1
votes

I have an application, a REST server built on Netty that embeds spark sql, and hivecontext to do analytical queries. Everything works fine on IntelliJ when running the service. But I build an uber jar that contains tha whole thing. And can't get it to run, because Hive can't instantiate its MetaStoreclient. After digging it seems that hive can't resolve the datanucleus dependencies. I run my application as

java -jar app.jar

I have tried to add Datanucleus jars with java -cp ... with no luck. The Spark doc recommends running this with --jars flags but still no luck. Since I guess I'm not using spark-submit here.
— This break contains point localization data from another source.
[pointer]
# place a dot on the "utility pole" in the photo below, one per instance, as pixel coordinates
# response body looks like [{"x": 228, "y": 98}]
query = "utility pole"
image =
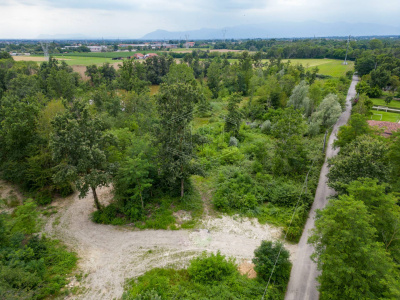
[
  {"x": 187, "y": 45},
  {"x": 347, "y": 50},
  {"x": 45, "y": 47}
]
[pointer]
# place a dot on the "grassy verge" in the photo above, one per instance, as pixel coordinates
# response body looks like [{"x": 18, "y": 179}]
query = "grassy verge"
[{"x": 385, "y": 116}]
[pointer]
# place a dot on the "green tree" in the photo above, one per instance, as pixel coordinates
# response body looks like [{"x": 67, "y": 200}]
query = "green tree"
[
  {"x": 299, "y": 98},
  {"x": 78, "y": 145},
  {"x": 328, "y": 112},
  {"x": 363, "y": 105},
  {"x": 265, "y": 258},
  {"x": 394, "y": 158},
  {"x": 353, "y": 264},
  {"x": 384, "y": 211},
  {"x": 365, "y": 156},
  {"x": 365, "y": 63},
  {"x": 133, "y": 177},
  {"x": 175, "y": 107},
  {"x": 233, "y": 119},
  {"x": 214, "y": 77},
  {"x": 347, "y": 133},
  {"x": 288, "y": 128}
]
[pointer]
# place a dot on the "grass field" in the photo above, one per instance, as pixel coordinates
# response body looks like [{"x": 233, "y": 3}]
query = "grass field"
[
  {"x": 331, "y": 67},
  {"x": 85, "y": 61},
  {"x": 385, "y": 116}
]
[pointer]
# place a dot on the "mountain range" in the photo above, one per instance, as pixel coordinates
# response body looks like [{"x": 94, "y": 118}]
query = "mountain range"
[{"x": 279, "y": 30}]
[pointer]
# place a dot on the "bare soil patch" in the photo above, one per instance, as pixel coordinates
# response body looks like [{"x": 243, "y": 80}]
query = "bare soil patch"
[
  {"x": 111, "y": 254},
  {"x": 247, "y": 268}
]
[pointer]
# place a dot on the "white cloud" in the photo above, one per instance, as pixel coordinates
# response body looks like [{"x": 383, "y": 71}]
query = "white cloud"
[{"x": 134, "y": 18}]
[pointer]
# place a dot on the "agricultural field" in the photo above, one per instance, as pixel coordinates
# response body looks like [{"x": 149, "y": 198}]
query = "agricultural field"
[{"x": 330, "y": 67}]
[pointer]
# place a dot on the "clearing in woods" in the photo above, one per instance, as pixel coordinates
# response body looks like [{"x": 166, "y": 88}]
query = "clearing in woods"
[{"x": 111, "y": 254}]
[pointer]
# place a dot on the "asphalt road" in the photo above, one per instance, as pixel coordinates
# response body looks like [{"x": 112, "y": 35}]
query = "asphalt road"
[{"x": 302, "y": 282}]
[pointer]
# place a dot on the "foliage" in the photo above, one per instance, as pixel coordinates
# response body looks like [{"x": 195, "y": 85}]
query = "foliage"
[
  {"x": 299, "y": 99},
  {"x": 31, "y": 267},
  {"x": 363, "y": 157},
  {"x": 345, "y": 247},
  {"x": 357, "y": 126},
  {"x": 209, "y": 269},
  {"x": 233, "y": 119},
  {"x": 78, "y": 146},
  {"x": 175, "y": 107},
  {"x": 328, "y": 112},
  {"x": 197, "y": 282},
  {"x": 269, "y": 267}
]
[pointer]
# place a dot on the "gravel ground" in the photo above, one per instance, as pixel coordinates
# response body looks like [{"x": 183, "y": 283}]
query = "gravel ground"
[{"x": 109, "y": 254}]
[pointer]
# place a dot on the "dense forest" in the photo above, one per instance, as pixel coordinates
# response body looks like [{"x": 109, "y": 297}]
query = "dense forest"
[{"x": 161, "y": 132}]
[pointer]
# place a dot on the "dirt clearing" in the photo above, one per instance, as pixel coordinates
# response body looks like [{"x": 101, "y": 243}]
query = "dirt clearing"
[{"x": 110, "y": 254}]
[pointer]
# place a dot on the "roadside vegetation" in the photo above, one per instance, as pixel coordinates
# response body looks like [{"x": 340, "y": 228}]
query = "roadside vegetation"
[
  {"x": 213, "y": 276},
  {"x": 31, "y": 266},
  {"x": 207, "y": 135},
  {"x": 357, "y": 235}
]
Any help is very much appreciated. Thanks.

Edit : To answer the question below, Yes I am initiating Spark in local mode for now as master = local[*]. There's a hive-site.xml in $SPARK_HOME/conf/. When run in IntelliJ it works fine, hive creates a local metastore on the project directory, spits its log to derby.log. The issue seems to happen when starting the web server in a shaded jar where the SparkContext and HiveContext are instantiated.

1
Are you initiating the Spark context as a standalone app (no cluster)? Is there a hive-site.xml file in your app?ra2085

1 Answers

1
votes

So I managed to solve the issue. since I was using the maven shade plugin, I needed to add the datanucleus jars into the classpath

  <transformer  implementation="org.apache.maven.plugins.shade.resource.ManifestResourceTransformer">
    <manifestEntries>
      <Main-Class>com.sparkserver.SparkServer</Main-Class>
      <Class-Path>..libs/mysql-connector-java-5.1.36.jar ../libs/datanucleus-core-3.2.10.jar ../libs/datanucleus-api-jdo-3.2.6.jar ../libs/datanucleus-rdbms-3.2.9.jar ../libs/bonecp-0.8.0.RELEASE.jar
     </Class-Path>
    </manifestEntries>
  </transformer>

Since using -jar erases the usual classpath, i added these lines with the matching versions in $SPARK_HOME/libs, and it worked fine.